Por exemplo, 95% ou mais do preço dos tênis da Nike, oriundos de sobrepreço por causa de nome de marca, constituem rentismo de propriedade artificial para a corporação Nike. O mesmo se dá no tocante ao enorme sobrepreço a título de “propriedade intelectual” de um CD do Windows ou do Office da Microsoft, ou de um medicamento patenteado. O mesmo ocorre com a maior parte dos preços de bens eletrônicos que resultam de rentismo embutido em patentes em vez de serem oriundos de peças e trabalho reais.
Como R.A. Wilson argumentou na trilogia Illuminatus!, sempre que você vir trocas resultando sistematicamente em ganho para uma parte e prejuízo para outra, pode saber que não se trata de intercâmbio de “livre mercado” coisa nenhuma. O jogo está viciado.
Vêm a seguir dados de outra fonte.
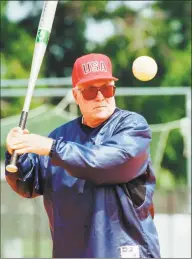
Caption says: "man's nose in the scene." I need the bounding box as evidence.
[95,91,104,101]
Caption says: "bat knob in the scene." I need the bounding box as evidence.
[6,164,18,173]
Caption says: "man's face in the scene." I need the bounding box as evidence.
[73,80,115,127]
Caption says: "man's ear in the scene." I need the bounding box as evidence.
[72,89,78,105]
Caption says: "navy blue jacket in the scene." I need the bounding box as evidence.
[6,108,160,258]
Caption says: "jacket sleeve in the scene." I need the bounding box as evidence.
[51,114,151,184]
[5,152,45,198]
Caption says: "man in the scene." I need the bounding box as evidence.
[6,54,160,258]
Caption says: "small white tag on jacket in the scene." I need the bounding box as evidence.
[120,246,140,258]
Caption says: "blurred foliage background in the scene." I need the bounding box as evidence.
[0,0,192,188]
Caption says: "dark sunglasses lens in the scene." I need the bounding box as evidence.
[82,87,98,100]
[101,85,115,98]
[82,85,115,101]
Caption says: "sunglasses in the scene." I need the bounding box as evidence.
[79,85,115,101]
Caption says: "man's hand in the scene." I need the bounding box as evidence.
[6,127,53,156]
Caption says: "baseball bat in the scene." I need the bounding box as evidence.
[6,1,58,173]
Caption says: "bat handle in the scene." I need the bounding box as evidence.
[6,111,28,173]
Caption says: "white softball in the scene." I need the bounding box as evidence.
[132,56,158,81]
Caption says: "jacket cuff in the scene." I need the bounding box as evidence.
[49,139,57,157]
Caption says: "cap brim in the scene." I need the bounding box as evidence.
[76,75,119,85]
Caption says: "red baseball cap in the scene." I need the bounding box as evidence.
[72,53,118,87]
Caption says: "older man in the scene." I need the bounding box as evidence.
[6,53,160,258]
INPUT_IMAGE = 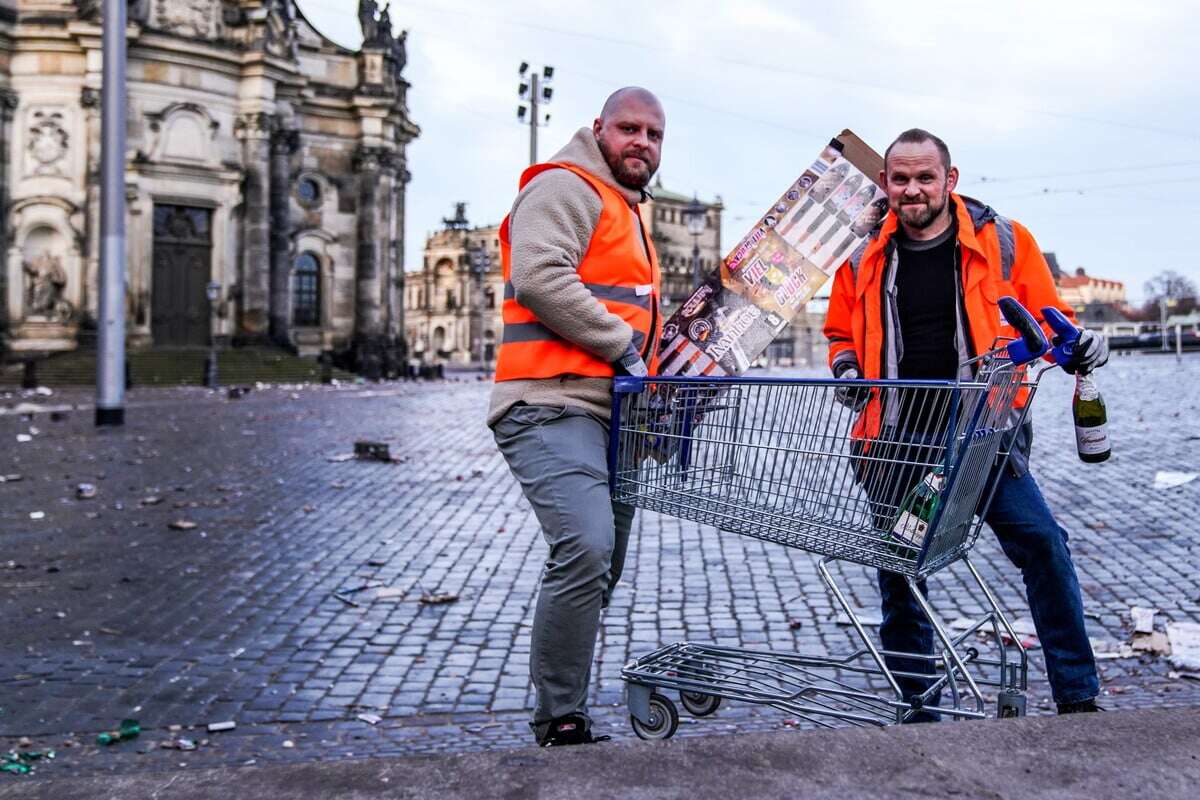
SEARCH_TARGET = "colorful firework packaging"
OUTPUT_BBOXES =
[660,131,887,377]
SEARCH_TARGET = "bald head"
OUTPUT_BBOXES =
[592,86,666,190]
[600,86,666,122]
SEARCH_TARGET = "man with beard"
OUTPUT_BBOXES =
[824,128,1108,722]
[487,88,665,746]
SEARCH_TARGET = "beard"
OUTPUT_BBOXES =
[596,138,659,190]
[896,185,947,230]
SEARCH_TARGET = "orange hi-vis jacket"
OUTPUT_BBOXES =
[496,163,662,380]
[824,194,1075,438]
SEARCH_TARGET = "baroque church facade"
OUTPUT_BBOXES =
[0,0,420,374]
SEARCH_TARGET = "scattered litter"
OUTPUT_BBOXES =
[354,439,392,463]
[160,738,196,751]
[1147,472,1200,489]
[96,720,142,745]
[0,750,54,775]
[1166,622,1200,672]
[1129,606,1158,633]
[420,591,458,606]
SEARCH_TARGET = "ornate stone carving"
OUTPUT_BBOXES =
[29,109,71,175]
[150,0,223,40]
[22,251,74,323]
[233,112,278,139]
[74,0,150,24]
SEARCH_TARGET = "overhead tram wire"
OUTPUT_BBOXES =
[386,0,1200,140]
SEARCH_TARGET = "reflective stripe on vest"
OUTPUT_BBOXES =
[496,163,662,380]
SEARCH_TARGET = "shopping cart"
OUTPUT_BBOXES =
[608,297,1074,739]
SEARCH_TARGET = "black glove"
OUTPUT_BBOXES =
[1055,331,1109,375]
[612,342,650,378]
[833,363,870,414]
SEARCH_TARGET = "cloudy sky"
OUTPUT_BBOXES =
[299,0,1200,300]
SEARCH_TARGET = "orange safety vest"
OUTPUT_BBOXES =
[496,163,662,380]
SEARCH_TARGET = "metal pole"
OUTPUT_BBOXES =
[529,70,538,167]
[96,2,127,426]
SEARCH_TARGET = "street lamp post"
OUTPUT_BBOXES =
[517,61,554,166]
[204,281,221,389]
[683,194,708,287]
[468,242,492,368]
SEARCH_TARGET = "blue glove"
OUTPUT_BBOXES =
[1062,331,1109,375]
[612,342,650,378]
[833,365,870,414]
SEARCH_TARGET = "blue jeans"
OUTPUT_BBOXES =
[878,469,1100,705]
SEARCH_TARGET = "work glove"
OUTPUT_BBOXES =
[1055,331,1109,375]
[833,363,870,414]
[612,342,650,378]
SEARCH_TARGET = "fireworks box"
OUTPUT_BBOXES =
[660,131,887,377]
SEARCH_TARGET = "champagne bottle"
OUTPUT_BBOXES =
[888,467,946,558]
[1070,374,1112,463]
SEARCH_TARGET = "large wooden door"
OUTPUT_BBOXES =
[150,205,212,347]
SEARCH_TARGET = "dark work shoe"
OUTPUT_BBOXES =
[538,714,612,747]
[1058,697,1104,714]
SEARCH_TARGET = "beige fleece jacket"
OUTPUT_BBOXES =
[487,128,644,426]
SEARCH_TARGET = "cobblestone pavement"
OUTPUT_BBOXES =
[0,356,1200,780]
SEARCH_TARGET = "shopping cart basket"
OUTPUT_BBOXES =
[608,297,1065,739]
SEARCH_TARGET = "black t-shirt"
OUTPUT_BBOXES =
[895,219,959,380]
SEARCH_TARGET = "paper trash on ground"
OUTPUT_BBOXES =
[1154,470,1200,489]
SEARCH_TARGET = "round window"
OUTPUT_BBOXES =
[296,178,320,205]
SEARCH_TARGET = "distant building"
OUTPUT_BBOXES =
[0,0,419,374]
[642,178,725,307]
[404,204,504,363]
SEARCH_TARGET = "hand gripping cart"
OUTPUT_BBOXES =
[608,297,1078,739]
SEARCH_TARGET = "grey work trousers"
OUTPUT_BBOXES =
[492,404,634,735]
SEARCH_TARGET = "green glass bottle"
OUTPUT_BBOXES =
[1070,374,1112,464]
[888,467,946,559]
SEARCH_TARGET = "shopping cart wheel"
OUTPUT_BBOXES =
[679,691,721,717]
[629,692,679,740]
[996,688,1025,720]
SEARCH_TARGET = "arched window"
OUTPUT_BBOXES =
[292,253,320,325]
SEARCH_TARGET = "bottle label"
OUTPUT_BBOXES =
[892,511,929,549]
[1075,423,1110,456]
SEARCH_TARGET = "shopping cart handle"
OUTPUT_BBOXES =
[1000,296,1050,363]
[1042,306,1079,365]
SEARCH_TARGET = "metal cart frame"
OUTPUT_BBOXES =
[608,303,1049,739]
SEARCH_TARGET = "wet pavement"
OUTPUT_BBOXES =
[0,356,1200,780]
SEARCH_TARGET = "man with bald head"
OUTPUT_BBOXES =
[487,86,665,746]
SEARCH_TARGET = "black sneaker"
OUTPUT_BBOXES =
[538,714,612,747]
[1058,697,1104,714]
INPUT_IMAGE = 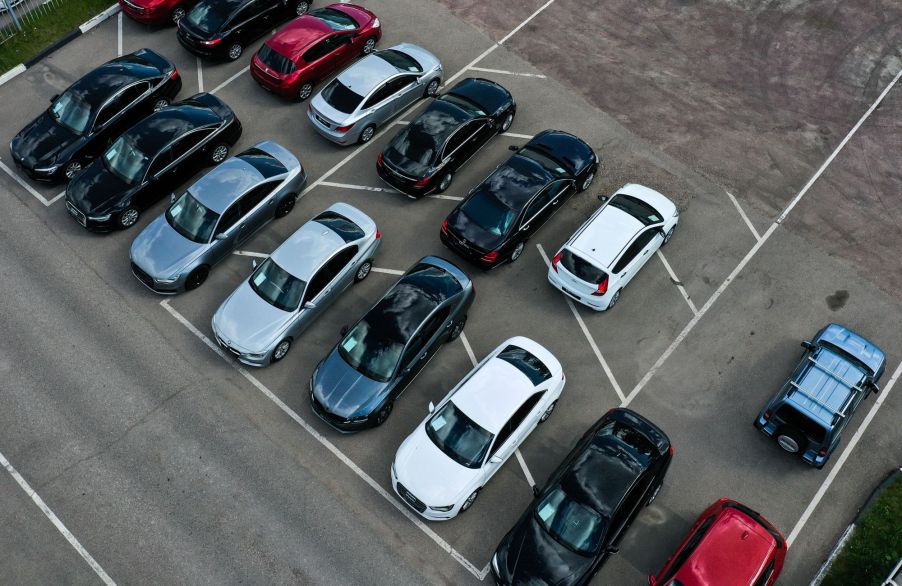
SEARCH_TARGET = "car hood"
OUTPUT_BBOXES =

Big Bill Haywood, um dos fundadores da Trabalhadores Industriais do Mundo – I.W.W., ou “Wobblies,” expressou-o do seguinte modo: “Para cada homem que ganha um dólar pelo qual não trabalhou há um homem que trabalhou por um dólar que não ganhou.”
Liberais supermães(*) gostam de falar de pessoas que “trabalham duro e pautam-se pelas regras,” mas não são bem-sucedidas. Qual é, cara-pálida! Alguém lá fica surpreso quando alguém obedece às regras, em Las Vegas, e a casa ganha? A despeito da retórica do “livre mercado” usada por nossa elite plutocrática de bilionários, banqueiros e 500 executivos principais da Fortune, o que temos não é um livre mercado. É um jogo de cartas marcadas no qual a casa sempre ganha. (*) Acerca da expressão soccer mom, ver, em espanhol, a Wikipedia, http://es.wikipedia.org/wiki/Soccer_mom
Artigo original afixado por Kevin Carson em 5 de junho de 2012.
Traduzido do inglês por Murilo Otávio Rodrigues Paes Leme.